Nein, er hat Vista, und ich glaub kaum, dass er Lust hat, nochmal ein anderes OS auf seine Platte zu werfen 


			Dieser Inhalt steht nur eingeloggten Mitgliedern zur Verfügung.
        



Franky kannst du das echt nirgends testen? Sonst schickst du es evtl. umsonst zurück sollte es auf die Software zurückzuführen sein. Wie lautet denn die genaue Bezeichnung von deinem Laufwerk?


----------



## Tronnic² (24. Januar 2009)

Laut Geräter-Manager heist es 

TSSTcorp CDDVDW SH-S223F ATA Device

//hab grad auf der Rechnung nachgeschaut: Samsung SH-223F bare schwarz


Um genau zu sein das hier: http://www4.hardwareversand.de/4VtJl7CemmJ...65&agid=699


----------



## Shefanix (24. Januar 2009)

Also ich hab genau das gleiche Laufwerk seit ca. einem Monat und habe damit weder unter XP noch Vista Probleme gehabt. Denke mal deins ist einfach nur defekt. Hast ja bestimmt noch Garantie drauf oder?


----------



## Tronnic² (24. Januar 2009)

Ja hab schon noch garantie -_- Aber dann muss ich wieder ne Woche warten... zzz


----------



## Asoriel (24. Januar 2009)

naja, theoretisch könntest du mit einem Crossover-Kabel deinen Rechner mit dem Laptop verbinden und desses Laufwerk verwenden. Sollte das nicht gehen, kannst du einfach den Inhalt der CD/DVD/whatever in den "Gemeinsame Dokumente"-Ordner kopieren und dann rüberziehen.
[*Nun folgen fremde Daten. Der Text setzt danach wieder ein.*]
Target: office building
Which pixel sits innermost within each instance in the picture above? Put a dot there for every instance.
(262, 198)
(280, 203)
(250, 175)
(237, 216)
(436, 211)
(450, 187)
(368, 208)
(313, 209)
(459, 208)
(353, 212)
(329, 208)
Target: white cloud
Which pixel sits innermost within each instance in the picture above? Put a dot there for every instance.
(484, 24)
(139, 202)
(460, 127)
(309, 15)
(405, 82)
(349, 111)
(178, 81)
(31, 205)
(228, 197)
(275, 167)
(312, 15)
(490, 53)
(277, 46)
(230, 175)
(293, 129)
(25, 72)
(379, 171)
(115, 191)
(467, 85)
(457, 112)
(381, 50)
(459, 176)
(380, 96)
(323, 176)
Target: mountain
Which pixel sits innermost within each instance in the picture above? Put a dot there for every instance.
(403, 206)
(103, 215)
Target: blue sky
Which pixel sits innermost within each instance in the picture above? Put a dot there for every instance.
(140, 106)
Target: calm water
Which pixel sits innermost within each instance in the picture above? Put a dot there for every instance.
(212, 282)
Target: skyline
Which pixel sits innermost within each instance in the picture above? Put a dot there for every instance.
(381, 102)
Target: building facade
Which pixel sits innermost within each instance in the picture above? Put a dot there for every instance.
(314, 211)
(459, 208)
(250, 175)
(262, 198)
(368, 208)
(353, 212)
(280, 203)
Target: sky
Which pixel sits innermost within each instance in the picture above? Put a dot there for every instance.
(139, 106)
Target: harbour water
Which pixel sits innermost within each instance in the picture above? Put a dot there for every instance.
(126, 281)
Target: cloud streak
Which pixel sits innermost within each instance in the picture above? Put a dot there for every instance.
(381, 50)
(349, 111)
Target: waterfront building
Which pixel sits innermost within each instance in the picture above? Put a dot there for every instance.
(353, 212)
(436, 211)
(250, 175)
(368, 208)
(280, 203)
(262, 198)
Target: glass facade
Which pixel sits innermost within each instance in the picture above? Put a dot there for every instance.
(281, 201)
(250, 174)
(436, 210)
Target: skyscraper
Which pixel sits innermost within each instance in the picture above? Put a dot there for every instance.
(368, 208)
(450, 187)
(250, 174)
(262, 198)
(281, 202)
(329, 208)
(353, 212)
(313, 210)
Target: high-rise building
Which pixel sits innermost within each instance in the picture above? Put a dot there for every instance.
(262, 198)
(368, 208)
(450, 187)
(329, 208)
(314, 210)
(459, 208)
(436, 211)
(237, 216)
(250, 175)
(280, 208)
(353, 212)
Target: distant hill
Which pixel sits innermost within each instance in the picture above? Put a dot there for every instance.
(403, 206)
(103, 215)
Edit: Außerdem gibts auch noch Cracks. Kann man ganz offen und ehrlich darüber reden. So lang dir das Spiel gehört, ist es absolut kein Problem, einen Crack zu benutzen. Mach ich auch, weil ich zu faul bin, immer die CDs/DVDs zu wechseln. Sollte mal die Staatsanwaltschaft vor der Tür stehen dürfen sie gerne die Spiele in meinem Schrank mit denen auf meinem Rechner vergleichen. Ich hab nichts illegales auf meinem PC (auch sonst nirgends), nichtmal eine einzige MP3-Datei.


----------